Imanaka T, Small G M, Lazarow P B
Rockefeller University, New York 10021.
J Cell Biol. 1987 Dec;105(6 Pt 2):2915-22. doi: 10.1083/jcb.105.6.2915.
An efficient system for the import of newly synthesized proteins into highly purified rat liver peroxisomes was reconstituted in vitro. 35S-Labeled acyl-CoA oxidase (AOx) was incorporated into peroxisomes in a proteinase K-resistant fashion. This import was specific (did not occur with mitochondria) and was dependent on temperature, time, and peroxisome concentration. Under optimal conditions approximately 30% of [35S]AOx became proteinase resistant. The import of AOx into peroxisomes could be dissociated into two steps: (a) binding occurred at 0 degrees C in the absence of ATP; (b) translocation occurred only at 26 degrees C and required the hydrolysis of ATP. GTP would not substitute for ATP and translocation was not inhibited by carbonylcyanide-m-chlorophenylhydrazone, valinomycin, or other ionophores.

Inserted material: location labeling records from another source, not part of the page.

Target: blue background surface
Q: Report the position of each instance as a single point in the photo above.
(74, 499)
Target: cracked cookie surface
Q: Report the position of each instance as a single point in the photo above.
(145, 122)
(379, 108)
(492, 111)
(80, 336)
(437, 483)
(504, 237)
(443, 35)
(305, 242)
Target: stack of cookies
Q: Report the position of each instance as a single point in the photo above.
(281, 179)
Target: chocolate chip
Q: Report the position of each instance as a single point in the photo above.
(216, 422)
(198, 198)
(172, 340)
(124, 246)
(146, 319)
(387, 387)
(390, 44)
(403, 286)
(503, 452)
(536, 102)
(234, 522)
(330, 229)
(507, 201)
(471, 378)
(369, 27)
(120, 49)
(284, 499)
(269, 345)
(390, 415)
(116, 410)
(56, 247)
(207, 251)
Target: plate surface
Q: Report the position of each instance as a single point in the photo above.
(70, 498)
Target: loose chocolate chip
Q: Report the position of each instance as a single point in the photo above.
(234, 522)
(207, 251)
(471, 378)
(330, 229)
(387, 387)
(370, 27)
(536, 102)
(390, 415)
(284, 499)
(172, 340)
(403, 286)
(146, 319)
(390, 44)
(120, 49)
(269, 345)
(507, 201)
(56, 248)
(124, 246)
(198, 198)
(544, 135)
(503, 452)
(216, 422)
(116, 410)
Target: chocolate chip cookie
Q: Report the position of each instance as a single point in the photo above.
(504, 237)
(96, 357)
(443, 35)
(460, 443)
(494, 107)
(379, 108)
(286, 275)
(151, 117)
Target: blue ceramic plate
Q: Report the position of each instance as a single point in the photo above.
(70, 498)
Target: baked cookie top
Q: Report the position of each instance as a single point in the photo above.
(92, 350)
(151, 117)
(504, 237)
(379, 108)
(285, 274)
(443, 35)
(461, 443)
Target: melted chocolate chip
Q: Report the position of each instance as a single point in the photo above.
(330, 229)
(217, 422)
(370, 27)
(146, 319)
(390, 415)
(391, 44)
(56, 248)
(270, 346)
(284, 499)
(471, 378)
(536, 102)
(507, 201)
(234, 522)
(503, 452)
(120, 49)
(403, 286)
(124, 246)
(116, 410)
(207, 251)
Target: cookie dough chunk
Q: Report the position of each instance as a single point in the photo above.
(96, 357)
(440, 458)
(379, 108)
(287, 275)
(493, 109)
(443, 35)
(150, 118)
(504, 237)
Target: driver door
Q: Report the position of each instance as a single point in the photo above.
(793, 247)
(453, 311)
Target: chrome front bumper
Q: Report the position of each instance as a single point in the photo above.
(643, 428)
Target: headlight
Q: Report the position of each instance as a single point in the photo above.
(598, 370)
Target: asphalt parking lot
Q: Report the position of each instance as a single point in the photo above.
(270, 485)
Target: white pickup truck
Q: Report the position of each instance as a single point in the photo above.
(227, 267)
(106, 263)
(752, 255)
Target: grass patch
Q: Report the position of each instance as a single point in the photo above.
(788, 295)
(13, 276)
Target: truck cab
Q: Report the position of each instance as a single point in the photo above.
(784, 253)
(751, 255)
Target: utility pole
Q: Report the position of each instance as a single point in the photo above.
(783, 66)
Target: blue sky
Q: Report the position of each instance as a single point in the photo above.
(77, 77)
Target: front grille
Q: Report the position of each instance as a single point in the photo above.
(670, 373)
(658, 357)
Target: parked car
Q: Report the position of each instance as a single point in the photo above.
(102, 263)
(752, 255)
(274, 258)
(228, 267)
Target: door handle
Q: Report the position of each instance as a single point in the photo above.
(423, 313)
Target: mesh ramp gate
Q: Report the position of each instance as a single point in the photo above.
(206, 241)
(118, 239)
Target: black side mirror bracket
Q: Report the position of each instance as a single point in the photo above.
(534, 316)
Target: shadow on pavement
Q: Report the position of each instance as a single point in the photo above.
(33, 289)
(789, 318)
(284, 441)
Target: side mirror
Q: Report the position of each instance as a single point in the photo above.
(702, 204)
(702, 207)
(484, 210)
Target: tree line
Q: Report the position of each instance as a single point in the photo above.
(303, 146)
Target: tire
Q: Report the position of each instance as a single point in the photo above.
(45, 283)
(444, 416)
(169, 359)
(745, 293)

体外重建了一个高效的系统,用于将新合成的蛋白质导入高度纯化的大鼠肝脏过氧化物酶体。35S标记的酰基辅酶A氧化酶(AOx)以蛋白酶K抗性的方式整合到过氧化物酶体中。这种导入具有特异性(在线粒体中不发生),并且依赖于温度、时间和过氧化物酶体浓度。在最佳条件下,约30%的[35S]AOx变得对蛋白酶具有抗性。AOx导入过氧化物酶体可分为两个步骤:(a)在0℃且无ATP的情况下发生结合;(b)转位仅在26℃发生,且需要ATP水解。GTP不能替代ATP,羰基氰化物间氯苯腙、缬氨霉素或其他离子载体不会抑制转位。